Pictor’s Metamorphoses – The Enamored Youth

The saint turned to the maiden and bellowed: “Who has made of God’s handmaid a vessel of unholy lust?”

-“The Enamored Youth,” Pictor’s Metamorphoses, Hesse

There was a youth in the neighbourhood of the same market-town of Gaza who was desperately in love with one of God’s virgins. After he had tried again and again those touches, jests, nods, and whispers which so commonly lead to the destruction of virginity, but had made no progress by these means, he went to a magician at Memphis to whom he proposed to make known his wretched state, and then, fortified with his arts, to return to his assault upon the virgin. Accordingly after a year’s instruction by the priest of Æsculapius, who does not heal souls but destroys them, he came full of the lust which he had previously allowed his mind to entertain, and buried beneath the threshold of the girl’s house certain magical formulæ; and revolting figures engraven on a plate of Cyprian brass.
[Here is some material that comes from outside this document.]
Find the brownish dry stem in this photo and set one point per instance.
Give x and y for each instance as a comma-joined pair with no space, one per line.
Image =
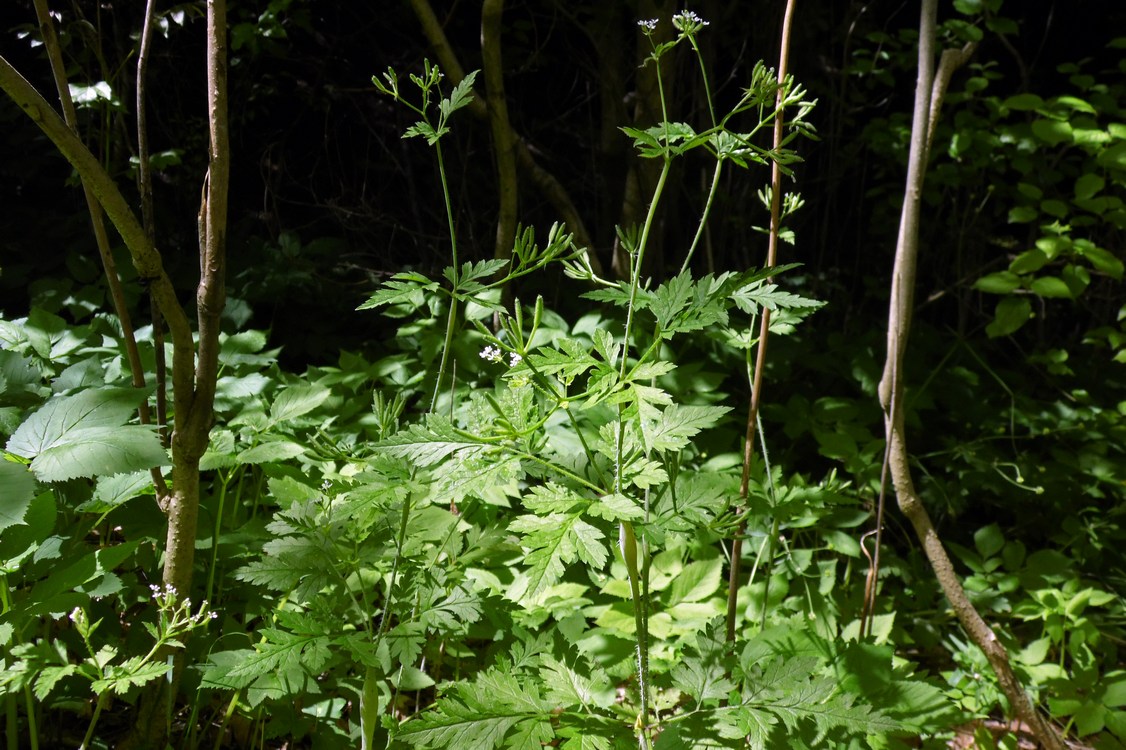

Thereupon the maid began to show signs of insanity, to throw away the covering of her head, tear her hair, gnash her teeth, and loudly call the youth by name. Her intense affection had become a frenzy. Her parents therefore brought her to the monastery and delivered her to the aged saint. No sooner was this done than the devil began to howl and confess. “I was compelled, I was carried off against my will. How happy I was when I used to beguile the men of Memphis in their dreams! What crosses, what torture I suffer! You force me to go out, and I am kept bound under the threshold. I cannot go out unless the young man who keeps me there lets me go.” The old man answered, “Your strength must be great indeed, if a bit of thread and a plate can keep you bound. Tell me, how is it that you dared to enter into this maid who belongs to God?” “That I might preserve her as a virgin,” said he. “You preserve her, betrayer of chastity! Why did you not rather enter into him who sent you?” “For what purpose,” he answers, “should I enter into one who was in alliance with a comrade of my own, the demon of love?” But the saint would not command search to be made for either the young man or the charms till the maiden had undergone a process of purgation, for fear that it might be thought that the demon had been released by means of incantations, or that he himself had attached credit to what he said. He declared that demons are deceitful and well versed in dissimulation, and sharply rebuked the virgin when she had recovered her health for having by her conduct given an opportunity for the demon to enter.